Big Boi's creativity is painfully obvious, however, on “Vicious Lies and Dangerous Rumors,” the second official solo album from Outkast’s pimp half, which aspires for dynamic indie-rap but ends up wandering somewhere between the genres.
On “Lies,” he swirls in some melancholy electro-pop, only halfway guided by the funky Timberland footprints in which Big Boi usually stomps around. There’s no trunk-thump nailing these cuts to the floor like “Shutterbugg," a standout from 2010's "Sir Lucious Left Foot: The Son of Chico Dusty." Rather, songs like “Apple of My Eye” lay down a swinging rhythm before curbing the groove with some lower-register guitar plucking, coming off like The xx’s version of “You Can’t Hurry Love.”
Even the guest list drips with ambition, enlisting acts like Phantogram, Little Dragon and Wavves to embellish his decidedly indie aesthetic.
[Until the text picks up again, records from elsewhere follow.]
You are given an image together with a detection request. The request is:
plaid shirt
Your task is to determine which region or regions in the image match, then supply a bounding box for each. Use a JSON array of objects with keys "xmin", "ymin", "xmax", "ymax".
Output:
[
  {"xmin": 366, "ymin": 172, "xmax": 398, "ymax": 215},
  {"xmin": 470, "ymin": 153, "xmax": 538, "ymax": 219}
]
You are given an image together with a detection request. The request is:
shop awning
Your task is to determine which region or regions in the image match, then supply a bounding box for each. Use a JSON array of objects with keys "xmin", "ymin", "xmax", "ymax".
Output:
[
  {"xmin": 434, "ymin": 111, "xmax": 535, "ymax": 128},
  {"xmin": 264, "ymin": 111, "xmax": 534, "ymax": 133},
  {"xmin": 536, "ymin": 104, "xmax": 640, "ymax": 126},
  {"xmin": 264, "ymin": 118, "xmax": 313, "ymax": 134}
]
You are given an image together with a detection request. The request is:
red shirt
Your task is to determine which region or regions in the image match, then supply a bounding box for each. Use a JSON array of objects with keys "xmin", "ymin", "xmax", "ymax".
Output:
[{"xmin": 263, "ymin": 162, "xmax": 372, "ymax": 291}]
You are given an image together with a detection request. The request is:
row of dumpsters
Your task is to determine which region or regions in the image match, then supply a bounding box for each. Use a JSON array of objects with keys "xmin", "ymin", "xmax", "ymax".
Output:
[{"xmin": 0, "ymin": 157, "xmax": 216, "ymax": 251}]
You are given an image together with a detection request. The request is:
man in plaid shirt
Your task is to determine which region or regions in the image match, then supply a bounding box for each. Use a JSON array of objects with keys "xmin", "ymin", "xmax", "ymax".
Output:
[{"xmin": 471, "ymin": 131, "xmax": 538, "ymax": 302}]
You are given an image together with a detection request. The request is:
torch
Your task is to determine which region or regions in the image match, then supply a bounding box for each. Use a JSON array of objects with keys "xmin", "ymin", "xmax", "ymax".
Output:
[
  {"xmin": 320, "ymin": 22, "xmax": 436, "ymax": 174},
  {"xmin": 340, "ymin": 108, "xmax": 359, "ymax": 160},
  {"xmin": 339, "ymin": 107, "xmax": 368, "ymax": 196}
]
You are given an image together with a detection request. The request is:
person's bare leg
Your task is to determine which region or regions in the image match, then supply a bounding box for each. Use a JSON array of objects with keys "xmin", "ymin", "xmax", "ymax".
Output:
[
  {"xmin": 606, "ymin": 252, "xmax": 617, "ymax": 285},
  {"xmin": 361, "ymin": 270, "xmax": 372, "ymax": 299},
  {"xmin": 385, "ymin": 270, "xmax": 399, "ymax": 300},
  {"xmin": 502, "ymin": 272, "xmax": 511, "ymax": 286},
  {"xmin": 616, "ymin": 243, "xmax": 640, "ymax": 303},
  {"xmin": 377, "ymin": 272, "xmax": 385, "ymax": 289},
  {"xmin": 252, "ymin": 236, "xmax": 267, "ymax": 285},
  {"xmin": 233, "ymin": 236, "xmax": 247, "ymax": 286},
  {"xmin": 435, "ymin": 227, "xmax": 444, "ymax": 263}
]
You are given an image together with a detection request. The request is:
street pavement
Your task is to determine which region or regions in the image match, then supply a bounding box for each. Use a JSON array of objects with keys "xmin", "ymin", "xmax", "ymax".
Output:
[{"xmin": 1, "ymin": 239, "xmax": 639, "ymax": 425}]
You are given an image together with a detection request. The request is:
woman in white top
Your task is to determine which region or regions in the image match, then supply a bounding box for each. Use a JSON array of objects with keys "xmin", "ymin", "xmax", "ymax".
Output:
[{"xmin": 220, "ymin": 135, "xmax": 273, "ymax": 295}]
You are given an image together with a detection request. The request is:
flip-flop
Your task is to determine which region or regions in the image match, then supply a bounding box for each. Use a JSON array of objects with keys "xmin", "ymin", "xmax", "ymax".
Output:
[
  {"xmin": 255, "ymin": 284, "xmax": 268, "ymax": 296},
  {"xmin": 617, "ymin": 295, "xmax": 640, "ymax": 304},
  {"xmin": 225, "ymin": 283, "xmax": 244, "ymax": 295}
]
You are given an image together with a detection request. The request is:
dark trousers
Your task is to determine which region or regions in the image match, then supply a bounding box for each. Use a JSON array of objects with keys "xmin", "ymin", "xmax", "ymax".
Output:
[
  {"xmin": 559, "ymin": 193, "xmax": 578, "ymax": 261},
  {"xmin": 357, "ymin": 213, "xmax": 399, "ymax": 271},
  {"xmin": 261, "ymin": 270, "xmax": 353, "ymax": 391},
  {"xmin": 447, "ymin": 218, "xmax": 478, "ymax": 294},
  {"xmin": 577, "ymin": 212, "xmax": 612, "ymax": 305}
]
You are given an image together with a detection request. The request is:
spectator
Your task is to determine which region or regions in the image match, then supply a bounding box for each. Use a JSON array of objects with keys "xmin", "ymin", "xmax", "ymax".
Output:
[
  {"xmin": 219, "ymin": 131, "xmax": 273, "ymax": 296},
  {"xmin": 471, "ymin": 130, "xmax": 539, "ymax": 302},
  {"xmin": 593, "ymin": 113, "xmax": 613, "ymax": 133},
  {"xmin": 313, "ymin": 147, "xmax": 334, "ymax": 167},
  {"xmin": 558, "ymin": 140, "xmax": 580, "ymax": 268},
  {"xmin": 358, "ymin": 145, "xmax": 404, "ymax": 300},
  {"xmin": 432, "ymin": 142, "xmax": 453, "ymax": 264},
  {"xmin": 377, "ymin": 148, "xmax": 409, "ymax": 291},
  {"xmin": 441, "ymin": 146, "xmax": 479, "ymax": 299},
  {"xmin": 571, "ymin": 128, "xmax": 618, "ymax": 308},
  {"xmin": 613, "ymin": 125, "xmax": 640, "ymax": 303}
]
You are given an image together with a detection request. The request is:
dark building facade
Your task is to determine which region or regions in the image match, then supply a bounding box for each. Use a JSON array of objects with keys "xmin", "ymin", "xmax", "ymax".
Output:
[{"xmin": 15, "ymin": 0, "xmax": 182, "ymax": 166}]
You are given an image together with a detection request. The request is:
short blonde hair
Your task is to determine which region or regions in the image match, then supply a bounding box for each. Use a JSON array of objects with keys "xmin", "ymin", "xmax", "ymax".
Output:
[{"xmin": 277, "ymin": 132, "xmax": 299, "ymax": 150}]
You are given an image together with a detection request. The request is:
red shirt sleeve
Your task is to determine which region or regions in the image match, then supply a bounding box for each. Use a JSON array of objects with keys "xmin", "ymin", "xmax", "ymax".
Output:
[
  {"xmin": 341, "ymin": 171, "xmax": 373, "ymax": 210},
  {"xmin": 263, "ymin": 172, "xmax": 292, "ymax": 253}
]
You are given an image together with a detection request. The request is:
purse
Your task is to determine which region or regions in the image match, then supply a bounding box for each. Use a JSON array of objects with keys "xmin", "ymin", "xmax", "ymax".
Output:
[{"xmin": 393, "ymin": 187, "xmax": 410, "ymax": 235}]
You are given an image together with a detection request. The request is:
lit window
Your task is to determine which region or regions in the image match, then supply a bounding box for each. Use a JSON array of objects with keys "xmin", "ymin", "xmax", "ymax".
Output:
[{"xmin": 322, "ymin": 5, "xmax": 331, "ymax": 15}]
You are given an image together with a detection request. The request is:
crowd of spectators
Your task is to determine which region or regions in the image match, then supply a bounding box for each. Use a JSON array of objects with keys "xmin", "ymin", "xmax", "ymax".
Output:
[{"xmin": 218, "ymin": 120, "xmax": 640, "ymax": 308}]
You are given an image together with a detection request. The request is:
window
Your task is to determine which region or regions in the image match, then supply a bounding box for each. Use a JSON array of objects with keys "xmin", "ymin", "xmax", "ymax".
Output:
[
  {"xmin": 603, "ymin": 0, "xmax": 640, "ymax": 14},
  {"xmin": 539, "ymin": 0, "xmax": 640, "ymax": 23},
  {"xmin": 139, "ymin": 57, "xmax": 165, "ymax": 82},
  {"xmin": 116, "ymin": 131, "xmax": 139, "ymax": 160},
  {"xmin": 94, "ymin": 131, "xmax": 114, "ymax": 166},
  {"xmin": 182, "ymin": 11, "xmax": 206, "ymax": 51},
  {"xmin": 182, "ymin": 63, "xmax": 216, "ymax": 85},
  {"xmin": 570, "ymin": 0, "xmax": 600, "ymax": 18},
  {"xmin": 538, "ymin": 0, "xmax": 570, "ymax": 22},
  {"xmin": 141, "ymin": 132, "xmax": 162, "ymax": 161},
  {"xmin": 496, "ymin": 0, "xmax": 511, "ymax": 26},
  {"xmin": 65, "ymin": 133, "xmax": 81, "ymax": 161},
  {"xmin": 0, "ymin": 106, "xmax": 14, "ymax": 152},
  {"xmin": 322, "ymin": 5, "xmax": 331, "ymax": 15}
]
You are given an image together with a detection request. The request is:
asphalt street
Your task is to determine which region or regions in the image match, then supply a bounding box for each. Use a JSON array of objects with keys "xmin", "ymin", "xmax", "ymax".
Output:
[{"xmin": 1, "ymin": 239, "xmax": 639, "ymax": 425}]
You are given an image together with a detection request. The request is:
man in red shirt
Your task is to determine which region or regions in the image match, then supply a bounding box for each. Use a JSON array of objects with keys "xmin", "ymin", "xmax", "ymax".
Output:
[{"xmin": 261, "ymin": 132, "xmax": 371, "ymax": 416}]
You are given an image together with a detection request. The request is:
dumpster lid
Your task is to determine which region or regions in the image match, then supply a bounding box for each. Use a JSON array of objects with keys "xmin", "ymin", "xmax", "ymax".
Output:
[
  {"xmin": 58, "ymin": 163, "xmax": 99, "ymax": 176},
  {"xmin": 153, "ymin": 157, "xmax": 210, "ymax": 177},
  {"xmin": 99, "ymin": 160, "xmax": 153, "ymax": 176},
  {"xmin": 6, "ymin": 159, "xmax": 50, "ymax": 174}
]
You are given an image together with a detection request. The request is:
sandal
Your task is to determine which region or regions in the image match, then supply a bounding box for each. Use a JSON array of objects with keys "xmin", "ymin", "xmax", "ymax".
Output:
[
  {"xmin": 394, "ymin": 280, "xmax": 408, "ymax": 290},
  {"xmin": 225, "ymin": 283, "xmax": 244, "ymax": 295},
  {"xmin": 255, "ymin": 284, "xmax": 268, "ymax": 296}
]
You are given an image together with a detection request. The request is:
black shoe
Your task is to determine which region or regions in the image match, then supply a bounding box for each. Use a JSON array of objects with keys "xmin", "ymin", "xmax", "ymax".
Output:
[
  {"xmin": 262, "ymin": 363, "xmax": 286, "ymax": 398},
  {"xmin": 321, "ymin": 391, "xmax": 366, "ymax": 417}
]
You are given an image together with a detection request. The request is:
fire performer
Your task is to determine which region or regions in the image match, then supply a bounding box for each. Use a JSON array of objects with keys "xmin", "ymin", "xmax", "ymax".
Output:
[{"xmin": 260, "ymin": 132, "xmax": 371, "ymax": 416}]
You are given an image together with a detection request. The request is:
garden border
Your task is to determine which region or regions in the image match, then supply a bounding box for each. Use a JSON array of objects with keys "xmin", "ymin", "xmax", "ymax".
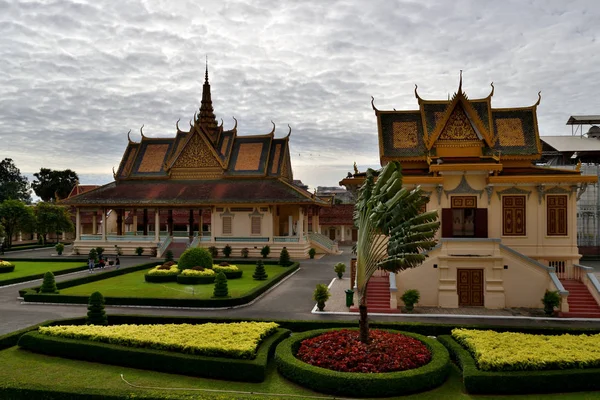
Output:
[
  {"xmin": 20, "ymin": 262, "xmax": 299, "ymax": 308},
  {"xmin": 438, "ymin": 335, "xmax": 600, "ymax": 394},
  {"xmin": 18, "ymin": 328, "xmax": 290, "ymax": 383},
  {"xmin": 0, "ymin": 260, "xmax": 88, "ymax": 287},
  {"xmin": 274, "ymin": 328, "xmax": 450, "ymax": 397}
]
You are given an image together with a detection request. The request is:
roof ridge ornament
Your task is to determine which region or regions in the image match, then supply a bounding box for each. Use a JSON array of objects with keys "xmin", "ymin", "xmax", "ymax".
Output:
[
  {"xmin": 414, "ymin": 84, "xmax": 422, "ymax": 101},
  {"xmin": 489, "ymin": 82, "xmax": 494, "ymax": 98},
  {"xmin": 458, "ymin": 70, "xmax": 463, "ymax": 94},
  {"xmin": 232, "ymin": 116, "xmax": 238, "ymax": 131},
  {"xmin": 140, "ymin": 124, "xmax": 146, "ymax": 139},
  {"xmin": 371, "ymin": 96, "xmax": 379, "ymax": 111},
  {"xmin": 127, "ymin": 129, "xmax": 133, "ymax": 143},
  {"xmin": 176, "ymin": 119, "xmax": 181, "ymax": 133},
  {"xmin": 534, "ymin": 91, "xmax": 541, "ymax": 107},
  {"xmin": 205, "ymin": 55, "xmax": 209, "ymax": 84},
  {"xmin": 286, "ymin": 124, "xmax": 292, "ymax": 138},
  {"xmin": 269, "ymin": 120, "xmax": 276, "ymax": 136}
]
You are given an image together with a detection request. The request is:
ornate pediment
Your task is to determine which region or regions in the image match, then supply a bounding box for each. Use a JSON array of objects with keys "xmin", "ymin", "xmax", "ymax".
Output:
[
  {"xmin": 437, "ymin": 105, "xmax": 480, "ymax": 142},
  {"xmin": 172, "ymin": 133, "xmax": 221, "ymax": 169}
]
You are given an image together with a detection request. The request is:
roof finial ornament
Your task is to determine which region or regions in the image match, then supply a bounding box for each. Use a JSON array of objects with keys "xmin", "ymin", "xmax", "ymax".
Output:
[
  {"xmin": 127, "ymin": 129, "xmax": 133, "ymax": 143},
  {"xmin": 219, "ymin": 118, "xmax": 223, "ymax": 128},
  {"xmin": 489, "ymin": 82, "xmax": 494, "ymax": 97},
  {"xmin": 189, "ymin": 119, "xmax": 193, "ymax": 128},
  {"xmin": 112, "ymin": 166, "xmax": 117, "ymax": 180},
  {"xmin": 353, "ymin": 162, "xmax": 359, "ymax": 175},
  {"xmin": 232, "ymin": 116, "xmax": 238, "ymax": 131},
  {"xmin": 414, "ymin": 84, "xmax": 422, "ymax": 101},
  {"xmin": 286, "ymin": 124, "xmax": 292, "ymax": 138},
  {"xmin": 371, "ymin": 96, "xmax": 379, "ymax": 111},
  {"xmin": 458, "ymin": 70, "xmax": 463, "ymax": 94},
  {"xmin": 205, "ymin": 55, "xmax": 209, "ymax": 84},
  {"xmin": 269, "ymin": 120, "xmax": 276, "ymax": 136},
  {"xmin": 534, "ymin": 91, "xmax": 541, "ymax": 107},
  {"xmin": 140, "ymin": 124, "xmax": 146, "ymax": 138},
  {"xmin": 175, "ymin": 119, "xmax": 181, "ymax": 133}
]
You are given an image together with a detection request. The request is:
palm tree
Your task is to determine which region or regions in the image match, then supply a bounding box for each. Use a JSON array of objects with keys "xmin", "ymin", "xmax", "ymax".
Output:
[{"xmin": 355, "ymin": 161, "xmax": 439, "ymax": 343}]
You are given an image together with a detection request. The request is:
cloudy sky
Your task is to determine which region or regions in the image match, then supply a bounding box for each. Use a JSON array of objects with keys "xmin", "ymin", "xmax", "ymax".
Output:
[{"xmin": 2, "ymin": 0, "xmax": 599, "ymax": 190}]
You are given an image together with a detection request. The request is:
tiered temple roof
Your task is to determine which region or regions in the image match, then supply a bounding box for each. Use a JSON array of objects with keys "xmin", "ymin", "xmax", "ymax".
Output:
[{"xmin": 63, "ymin": 67, "xmax": 326, "ymax": 207}]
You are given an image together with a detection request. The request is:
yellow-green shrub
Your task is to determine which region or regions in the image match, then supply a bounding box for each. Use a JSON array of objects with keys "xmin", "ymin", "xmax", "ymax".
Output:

But that ambition usurps the execution when it comes to results. “Shoes for Running” casts Wavves and B.o.B and comes off more like an earnest twee “crossover” than a cohesive collaboration of diverse tastes. “CPU,” with Phantogram, further showcases the mismatches: A belching bass line gets lost under some dainty bells and a wispy chorus, unfortunately losing some conscious lyrics that sound like a 2012 version of “Synthesizer.”
Big Boi’s incredible technical and lyrical abilities are too often lost on fans who lap up the very rare, always mind-blowing 3 Stacks (aka Andre 3000) verse, but Big Boi's aka Daddy Fat Saxx’s raps are the most consistent and best part of “Lies.” His sticky flow shines on its most straightforward hip-hop cuts like “In the A,” a true trap banger with T.I. and Ludacris, on an album that avoids them, rapping, “From the birthplace of MLK where everything ain't okay but KKK/ I'm more Malcolm than Martin, come get some, be a target/ Standing in the kitchen with the AK, AK A, [spray sound].” He undercuts his own slickness again in experiments like getting his Cudi on (hum-singing on “Tremendous Damage”) or inviting Cudi on (“She Hates Me,” which intends to be a testament to his marriage but sounds like a Fun song).
Big Boi's high points should always be applauded, but this time he casts his net too wide on an album that contains too many holes to fulfill its ambitions.